PORTLAND, Ore. Harnessing ocean waves could generate as much as 200 megawatts of electricity/kilometer of coast line in various parts of the world, according to the Massachusetts Institute of Technology.
MIT (Cambridge, Mass.) is conducting detailed simulations of proposed wave-powered electricity generators to optimize their performance with the goal of commercial viability.
"Many different techniques have been proposed for generating electricity from ocean waves, but so far they are not efficient enough to generate commercial investments," said MIT professor Chiang Mei. "We are creating detailed models of these techniques to identify what needs to be changed to make them commercially viable."
MIT's first detailed model was of a device being tested at the Technical University of Lisbon in Portugal that guides waves into an oscillating water column (OWC) along the shore. As waves oscillate into and out of the column, they compress and decompress the air above the column. This causes the resulting energy to turn Wells turbine blades, which are shaped like symmetrical airplane wings in the plane of rotation. The blades also are perpendicular to the air stream, permitting them to generate electricity regardless of the direction of air flow.
The current prototype lacked the efficiency needed to attract commercial investors. Now, MIT claims to have made the technique commercially viable by redesigning the system to harness resonant frequency oscillations. Mei's detailed model showed that by changing the diameter of the OWC from about three meters to as big as 20 meters, depending on location, it would be able to generate a resonant response to alternating waves, thereby magnifying the effect and generating enough electricity to attract commercial investors.
The Technical University of Lisbon is now planning a 10-meter version of MIT's design to be installed in the breakwaters at the mouth of the Douro River. The proposed wave-harnessing system would include three large OWCs that generate enough electricity to power 750 homes.
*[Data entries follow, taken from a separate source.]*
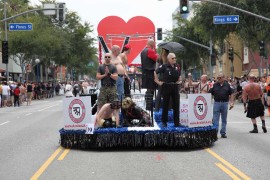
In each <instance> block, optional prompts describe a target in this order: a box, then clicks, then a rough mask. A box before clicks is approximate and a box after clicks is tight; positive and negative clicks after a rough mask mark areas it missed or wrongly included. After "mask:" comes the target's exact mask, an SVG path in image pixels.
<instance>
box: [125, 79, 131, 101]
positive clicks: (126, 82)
mask: <svg viewBox="0 0 270 180" xmlns="http://www.w3.org/2000/svg"><path fill="white" fill-rule="evenodd" d="M124 94H125V97H130V81H129V80H128V78H124Z"/></svg>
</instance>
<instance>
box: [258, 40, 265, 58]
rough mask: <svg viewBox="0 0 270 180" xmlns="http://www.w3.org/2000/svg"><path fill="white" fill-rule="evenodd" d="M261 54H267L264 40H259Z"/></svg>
mask: <svg viewBox="0 0 270 180" xmlns="http://www.w3.org/2000/svg"><path fill="white" fill-rule="evenodd" d="M259 45H260V47H259V49H260V56H265V44H264V41H260V42H259Z"/></svg>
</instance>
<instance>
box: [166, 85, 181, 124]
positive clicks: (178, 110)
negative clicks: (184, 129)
mask: <svg viewBox="0 0 270 180" xmlns="http://www.w3.org/2000/svg"><path fill="white" fill-rule="evenodd" d="M162 97H163V105H162V108H163V111H162V122H163V123H167V122H168V110H169V103H170V98H172V107H173V119H174V125H179V103H180V95H179V92H178V85H177V84H166V83H164V84H163V85H162Z"/></svg>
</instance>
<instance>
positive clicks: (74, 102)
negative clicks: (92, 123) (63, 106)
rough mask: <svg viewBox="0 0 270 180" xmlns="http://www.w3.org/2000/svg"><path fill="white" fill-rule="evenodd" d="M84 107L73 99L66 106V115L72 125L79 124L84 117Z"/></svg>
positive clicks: (85, 109) (84, 116)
The MIT team next plans to create detailed models of other wave-harnessing techniques in hopes of making them efficient enough for commercialization. According to Mei, different wave patterns in different regions will require different techniques to harness energy. He cautioned, however, that wind and solar power are much further along in their development than wave-power designs, most of which are still more than a decade away from commercialization.